Crimes rituels: traqués au Bénin, les « gay-mans »créent la psychose au Togo

L’affaire du petit Bouba est encore présente dans les esprits. Ce jeune Ivoirien froidement assassiné par un bijoutier, sur le point d’être sacrifié sur l’autel de la « puissance et de la richesse », avant que l’auteur de ce crime crapuleux ne soit mis aux arrêtés puis jeté en prison.

Quelques jours après l’indignation collective face à cette barbarie qui a suscité à la fois émoi et colère au plus haut sommet des Etats africains, le phénomène des « gay-mans » défraie la chronique au Bénin. Un gang qui sème tristesse et désolation, essentiellement composé des ex-cybercriminels qui assassinent à sang froid des individus dont le sang serait revendu à des sorciers. Résultat attendu: prospérer à tous égards.

A en croire les autorités béninoises, la cible principale des « gay-mas » demeure des jeunes filles en quête d’aventure et de sensations fortes mais aussi des enfants. Ainsi, depuis quelques jours, des images des enfants massacrés, des filles mutilées inondent les réseaux sociaux. Des photos avec un degré d’atrocité qui frise le cannibalisme que des âmes sensibles devraient s’abstenir de regarder.

Mais ces derniers jours, la police béninoise livre une guerre sans merci à ces individus peu scrupuleux, qui sont traqués jour et nuit jusqu’à leur dernier retranchement. Même si une bonne partie de ces « tueurs en série » a été appréhendée à Cotonou et dans d’autres villes du Bénin,  d’autres en revanche sont en cavale.

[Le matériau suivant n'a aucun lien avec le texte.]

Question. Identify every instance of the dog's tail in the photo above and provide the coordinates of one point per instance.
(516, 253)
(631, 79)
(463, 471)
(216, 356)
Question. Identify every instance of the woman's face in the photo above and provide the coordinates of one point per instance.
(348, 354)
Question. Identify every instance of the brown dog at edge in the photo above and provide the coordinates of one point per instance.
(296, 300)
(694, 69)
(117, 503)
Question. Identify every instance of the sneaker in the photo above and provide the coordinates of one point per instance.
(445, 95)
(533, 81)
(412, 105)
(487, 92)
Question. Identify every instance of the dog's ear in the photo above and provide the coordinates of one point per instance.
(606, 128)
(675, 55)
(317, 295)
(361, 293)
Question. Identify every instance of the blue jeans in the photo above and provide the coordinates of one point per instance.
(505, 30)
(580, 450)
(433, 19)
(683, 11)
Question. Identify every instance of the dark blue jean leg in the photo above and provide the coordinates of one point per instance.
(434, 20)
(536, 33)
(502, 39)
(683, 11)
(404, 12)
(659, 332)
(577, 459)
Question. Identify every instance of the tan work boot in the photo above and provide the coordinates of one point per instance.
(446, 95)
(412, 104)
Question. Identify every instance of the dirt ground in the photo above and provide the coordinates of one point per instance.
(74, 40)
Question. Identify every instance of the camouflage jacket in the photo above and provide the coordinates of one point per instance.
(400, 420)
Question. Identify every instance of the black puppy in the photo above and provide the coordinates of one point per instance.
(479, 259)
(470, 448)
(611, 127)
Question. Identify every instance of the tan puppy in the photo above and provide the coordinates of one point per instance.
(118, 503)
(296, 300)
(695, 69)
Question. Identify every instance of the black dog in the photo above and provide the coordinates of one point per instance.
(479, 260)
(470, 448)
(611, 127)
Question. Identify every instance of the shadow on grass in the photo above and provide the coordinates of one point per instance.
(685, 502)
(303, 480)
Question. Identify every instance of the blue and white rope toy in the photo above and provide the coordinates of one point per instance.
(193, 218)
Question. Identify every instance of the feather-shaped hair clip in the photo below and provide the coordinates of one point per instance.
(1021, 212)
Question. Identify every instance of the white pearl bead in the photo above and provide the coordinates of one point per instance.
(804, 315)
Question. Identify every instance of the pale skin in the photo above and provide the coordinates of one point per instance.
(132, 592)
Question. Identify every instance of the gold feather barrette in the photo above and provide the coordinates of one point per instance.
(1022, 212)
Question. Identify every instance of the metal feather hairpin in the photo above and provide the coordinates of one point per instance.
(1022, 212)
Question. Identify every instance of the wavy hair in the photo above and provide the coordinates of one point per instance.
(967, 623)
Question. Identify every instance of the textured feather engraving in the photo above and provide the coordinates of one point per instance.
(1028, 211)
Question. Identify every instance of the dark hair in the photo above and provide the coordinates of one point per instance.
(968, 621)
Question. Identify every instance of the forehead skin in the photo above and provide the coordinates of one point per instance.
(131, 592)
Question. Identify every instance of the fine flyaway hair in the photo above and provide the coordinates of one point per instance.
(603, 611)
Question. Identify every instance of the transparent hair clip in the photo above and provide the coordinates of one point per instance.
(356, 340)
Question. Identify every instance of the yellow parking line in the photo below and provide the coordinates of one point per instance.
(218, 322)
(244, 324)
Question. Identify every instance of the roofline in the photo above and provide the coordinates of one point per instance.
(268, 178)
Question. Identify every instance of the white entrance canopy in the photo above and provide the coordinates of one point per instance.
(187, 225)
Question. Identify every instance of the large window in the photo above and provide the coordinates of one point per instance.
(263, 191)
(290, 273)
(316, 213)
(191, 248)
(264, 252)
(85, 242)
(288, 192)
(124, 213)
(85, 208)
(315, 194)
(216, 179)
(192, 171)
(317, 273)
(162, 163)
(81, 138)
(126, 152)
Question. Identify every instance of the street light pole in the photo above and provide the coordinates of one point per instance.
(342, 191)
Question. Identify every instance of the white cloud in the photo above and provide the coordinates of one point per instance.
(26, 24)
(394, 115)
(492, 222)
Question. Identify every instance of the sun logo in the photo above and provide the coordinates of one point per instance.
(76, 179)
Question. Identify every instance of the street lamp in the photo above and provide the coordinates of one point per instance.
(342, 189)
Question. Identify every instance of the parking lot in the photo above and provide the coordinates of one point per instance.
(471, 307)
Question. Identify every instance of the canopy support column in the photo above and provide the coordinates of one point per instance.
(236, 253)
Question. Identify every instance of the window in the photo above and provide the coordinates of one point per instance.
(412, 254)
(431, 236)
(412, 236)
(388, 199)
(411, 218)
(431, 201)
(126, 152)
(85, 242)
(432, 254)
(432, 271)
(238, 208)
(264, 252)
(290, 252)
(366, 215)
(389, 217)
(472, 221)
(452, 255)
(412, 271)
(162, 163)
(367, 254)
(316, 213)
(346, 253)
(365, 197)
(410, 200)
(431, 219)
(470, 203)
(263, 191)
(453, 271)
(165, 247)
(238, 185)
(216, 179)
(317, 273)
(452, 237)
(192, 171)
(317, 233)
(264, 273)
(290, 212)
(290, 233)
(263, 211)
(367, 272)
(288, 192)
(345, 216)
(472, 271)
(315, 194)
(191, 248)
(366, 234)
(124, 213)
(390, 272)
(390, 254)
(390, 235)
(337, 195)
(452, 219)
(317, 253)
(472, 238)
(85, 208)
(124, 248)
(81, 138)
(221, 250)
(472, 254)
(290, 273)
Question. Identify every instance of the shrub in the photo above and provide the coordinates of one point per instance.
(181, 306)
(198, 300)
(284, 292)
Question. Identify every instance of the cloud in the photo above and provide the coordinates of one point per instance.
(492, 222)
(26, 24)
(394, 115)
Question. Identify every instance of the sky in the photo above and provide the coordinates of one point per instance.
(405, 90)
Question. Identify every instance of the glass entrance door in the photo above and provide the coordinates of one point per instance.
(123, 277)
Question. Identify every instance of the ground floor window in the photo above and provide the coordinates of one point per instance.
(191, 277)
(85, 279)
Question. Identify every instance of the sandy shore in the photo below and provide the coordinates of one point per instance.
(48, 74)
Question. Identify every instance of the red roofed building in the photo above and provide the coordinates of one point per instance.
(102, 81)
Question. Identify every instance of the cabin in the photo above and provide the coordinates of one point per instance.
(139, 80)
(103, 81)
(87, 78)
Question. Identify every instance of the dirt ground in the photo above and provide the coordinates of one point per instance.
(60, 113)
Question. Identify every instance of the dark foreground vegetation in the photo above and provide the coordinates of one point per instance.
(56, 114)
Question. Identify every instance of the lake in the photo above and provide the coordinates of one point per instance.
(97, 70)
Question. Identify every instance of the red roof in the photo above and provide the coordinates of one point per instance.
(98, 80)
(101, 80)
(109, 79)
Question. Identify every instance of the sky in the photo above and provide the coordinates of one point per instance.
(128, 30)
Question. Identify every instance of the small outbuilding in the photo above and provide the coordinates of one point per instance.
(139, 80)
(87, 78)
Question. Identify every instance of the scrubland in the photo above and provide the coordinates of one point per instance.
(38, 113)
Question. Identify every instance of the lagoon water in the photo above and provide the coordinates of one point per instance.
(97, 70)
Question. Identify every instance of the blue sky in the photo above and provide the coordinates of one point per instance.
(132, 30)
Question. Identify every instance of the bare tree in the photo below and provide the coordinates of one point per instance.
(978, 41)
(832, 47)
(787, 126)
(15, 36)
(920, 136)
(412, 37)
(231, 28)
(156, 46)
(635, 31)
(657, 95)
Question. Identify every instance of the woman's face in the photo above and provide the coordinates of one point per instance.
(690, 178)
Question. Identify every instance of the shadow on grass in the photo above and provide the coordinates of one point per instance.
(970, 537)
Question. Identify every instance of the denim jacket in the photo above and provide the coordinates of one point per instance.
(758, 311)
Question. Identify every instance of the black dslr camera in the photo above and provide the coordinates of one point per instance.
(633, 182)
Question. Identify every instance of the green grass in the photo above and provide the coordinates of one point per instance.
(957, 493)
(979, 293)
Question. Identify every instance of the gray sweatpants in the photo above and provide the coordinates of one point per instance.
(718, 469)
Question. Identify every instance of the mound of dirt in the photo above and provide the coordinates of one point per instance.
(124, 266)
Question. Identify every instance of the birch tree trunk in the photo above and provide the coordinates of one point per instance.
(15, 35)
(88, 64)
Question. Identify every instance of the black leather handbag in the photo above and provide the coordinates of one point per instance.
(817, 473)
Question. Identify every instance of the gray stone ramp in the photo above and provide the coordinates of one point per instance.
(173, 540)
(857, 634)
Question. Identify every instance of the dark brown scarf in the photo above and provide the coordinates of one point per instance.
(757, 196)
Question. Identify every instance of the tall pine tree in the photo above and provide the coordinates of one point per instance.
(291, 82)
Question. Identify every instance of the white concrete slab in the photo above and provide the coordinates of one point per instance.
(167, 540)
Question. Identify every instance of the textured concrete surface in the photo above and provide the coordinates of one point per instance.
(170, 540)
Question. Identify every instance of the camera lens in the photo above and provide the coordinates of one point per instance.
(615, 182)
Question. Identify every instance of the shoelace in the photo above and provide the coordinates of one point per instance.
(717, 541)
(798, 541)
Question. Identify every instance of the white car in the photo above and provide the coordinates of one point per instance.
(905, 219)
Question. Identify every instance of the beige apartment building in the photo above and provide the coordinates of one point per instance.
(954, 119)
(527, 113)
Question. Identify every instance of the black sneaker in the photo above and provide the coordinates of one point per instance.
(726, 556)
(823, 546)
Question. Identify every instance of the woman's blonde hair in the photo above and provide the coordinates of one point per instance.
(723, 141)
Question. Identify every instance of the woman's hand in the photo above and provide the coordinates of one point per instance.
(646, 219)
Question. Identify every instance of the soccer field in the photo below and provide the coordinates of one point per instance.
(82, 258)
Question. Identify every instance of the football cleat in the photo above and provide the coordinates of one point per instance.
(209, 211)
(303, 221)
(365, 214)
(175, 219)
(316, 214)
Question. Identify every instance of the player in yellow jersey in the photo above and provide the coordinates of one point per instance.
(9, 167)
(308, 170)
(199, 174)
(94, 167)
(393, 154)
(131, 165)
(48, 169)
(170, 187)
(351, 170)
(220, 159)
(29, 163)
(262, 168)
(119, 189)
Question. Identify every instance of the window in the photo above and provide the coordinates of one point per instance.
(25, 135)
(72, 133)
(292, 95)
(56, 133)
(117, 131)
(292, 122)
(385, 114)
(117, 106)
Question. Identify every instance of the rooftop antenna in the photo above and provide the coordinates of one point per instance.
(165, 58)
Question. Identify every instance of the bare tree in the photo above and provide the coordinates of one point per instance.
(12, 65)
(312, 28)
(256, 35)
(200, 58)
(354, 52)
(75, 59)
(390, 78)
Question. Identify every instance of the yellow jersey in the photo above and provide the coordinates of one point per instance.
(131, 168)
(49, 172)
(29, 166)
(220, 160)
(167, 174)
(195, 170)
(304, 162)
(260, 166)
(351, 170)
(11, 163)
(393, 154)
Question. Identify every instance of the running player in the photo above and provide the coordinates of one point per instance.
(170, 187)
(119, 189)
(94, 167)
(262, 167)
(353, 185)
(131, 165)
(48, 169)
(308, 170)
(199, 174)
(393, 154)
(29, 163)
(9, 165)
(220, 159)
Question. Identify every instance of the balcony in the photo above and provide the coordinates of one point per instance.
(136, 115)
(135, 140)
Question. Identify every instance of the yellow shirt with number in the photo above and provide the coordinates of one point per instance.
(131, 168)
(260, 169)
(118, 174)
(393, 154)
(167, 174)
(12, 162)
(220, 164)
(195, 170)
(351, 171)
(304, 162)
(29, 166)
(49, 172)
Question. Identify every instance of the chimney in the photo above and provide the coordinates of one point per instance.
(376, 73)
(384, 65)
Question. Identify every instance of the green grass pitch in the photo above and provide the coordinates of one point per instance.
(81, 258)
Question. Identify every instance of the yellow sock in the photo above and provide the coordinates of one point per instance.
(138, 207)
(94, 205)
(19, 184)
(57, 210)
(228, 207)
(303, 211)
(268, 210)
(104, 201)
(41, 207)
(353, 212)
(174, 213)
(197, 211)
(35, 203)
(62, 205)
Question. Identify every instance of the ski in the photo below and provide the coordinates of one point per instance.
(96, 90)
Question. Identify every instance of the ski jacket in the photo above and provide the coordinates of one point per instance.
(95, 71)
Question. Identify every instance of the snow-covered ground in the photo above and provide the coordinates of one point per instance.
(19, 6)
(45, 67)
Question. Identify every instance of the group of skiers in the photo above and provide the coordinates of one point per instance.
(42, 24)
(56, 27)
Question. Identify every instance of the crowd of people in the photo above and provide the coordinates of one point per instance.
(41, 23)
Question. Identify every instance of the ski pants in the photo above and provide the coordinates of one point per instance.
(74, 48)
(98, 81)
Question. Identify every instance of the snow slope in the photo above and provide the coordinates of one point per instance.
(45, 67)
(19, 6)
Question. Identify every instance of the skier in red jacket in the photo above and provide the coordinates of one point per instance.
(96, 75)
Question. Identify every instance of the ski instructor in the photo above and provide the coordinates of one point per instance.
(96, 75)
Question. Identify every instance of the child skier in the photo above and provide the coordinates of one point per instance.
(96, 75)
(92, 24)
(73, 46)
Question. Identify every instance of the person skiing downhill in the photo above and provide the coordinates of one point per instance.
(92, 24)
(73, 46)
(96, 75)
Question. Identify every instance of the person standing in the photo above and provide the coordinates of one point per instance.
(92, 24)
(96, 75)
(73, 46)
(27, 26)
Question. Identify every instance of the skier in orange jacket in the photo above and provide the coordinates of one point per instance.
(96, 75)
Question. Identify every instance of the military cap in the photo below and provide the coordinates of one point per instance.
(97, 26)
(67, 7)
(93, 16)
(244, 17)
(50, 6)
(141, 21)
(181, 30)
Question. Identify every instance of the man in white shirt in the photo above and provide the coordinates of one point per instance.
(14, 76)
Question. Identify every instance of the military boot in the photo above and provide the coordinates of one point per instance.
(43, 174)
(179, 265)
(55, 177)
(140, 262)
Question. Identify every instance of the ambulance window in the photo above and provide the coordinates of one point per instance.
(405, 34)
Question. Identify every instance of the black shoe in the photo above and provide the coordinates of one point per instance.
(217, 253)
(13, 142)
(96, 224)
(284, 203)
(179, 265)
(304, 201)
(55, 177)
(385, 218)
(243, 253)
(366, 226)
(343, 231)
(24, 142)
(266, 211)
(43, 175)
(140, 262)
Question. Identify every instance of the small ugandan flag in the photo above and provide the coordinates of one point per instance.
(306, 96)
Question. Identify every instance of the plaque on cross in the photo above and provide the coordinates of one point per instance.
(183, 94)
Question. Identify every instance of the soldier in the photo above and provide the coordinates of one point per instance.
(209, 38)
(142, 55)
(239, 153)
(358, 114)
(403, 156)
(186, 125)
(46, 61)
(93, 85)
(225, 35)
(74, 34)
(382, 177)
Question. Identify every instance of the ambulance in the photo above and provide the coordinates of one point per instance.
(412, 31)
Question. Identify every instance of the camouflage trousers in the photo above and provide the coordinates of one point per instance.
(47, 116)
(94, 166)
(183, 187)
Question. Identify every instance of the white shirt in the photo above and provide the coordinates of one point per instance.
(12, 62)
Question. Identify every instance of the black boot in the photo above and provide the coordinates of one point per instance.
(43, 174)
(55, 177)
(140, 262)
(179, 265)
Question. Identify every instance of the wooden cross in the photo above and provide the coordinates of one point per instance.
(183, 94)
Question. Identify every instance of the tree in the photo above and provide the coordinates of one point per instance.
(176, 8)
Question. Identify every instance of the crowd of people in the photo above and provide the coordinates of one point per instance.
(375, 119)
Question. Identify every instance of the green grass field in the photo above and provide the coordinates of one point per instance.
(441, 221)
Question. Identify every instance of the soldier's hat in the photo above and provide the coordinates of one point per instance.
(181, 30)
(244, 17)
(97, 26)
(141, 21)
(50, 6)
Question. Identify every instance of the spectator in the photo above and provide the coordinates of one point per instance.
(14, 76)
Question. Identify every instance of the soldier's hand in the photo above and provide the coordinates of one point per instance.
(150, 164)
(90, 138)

De sources non officielles, des informations persistantes font état de ce qu’ils auraient pris la direction du Togo voisin. Sur les réseaux sociaux, il susurre qu’ils se seraient réfugies dans des hôtels notamment à Baguida, près de Lomé, dans l’unique but de poursuivre leur sale besogne en toute sérénité: trouver de nouvelles victimes pour des cérémonies macabres ou encore trafiquer des organes humains.

« La cybercriminalité a pris un coup. Les gay-mans sont de plus en plus inscrits au régime chômage. Plus de liquidité pour séduire les femmes et les détourner de leurs foyers conjugaux. D’où la trouvaille d’égorger des êtres humains pour obtenir de l’argent directement des esprits malins », a confié un policier béninois, cité par nos confrères de Togobreakingnews.

Certes, ces crimes rituels perpétrés par ce gang et parfois alimentés par la drogue et les croyances en la magie noire, ne sont pas un phénomène nouveau au Togo. Cependant, devant l’ampleur et la stupeur, les Togolais sont en alerte maximale. Les messages d’avertissement, de sensibilisation, ponctués d’images  et de récits poignants, se multiplient via internet et réseaux sociaux. Quant à la situation sociopolitique « délétère » du pays, eh bien, elle semble faire place à une vigilance accrue de la part de la population.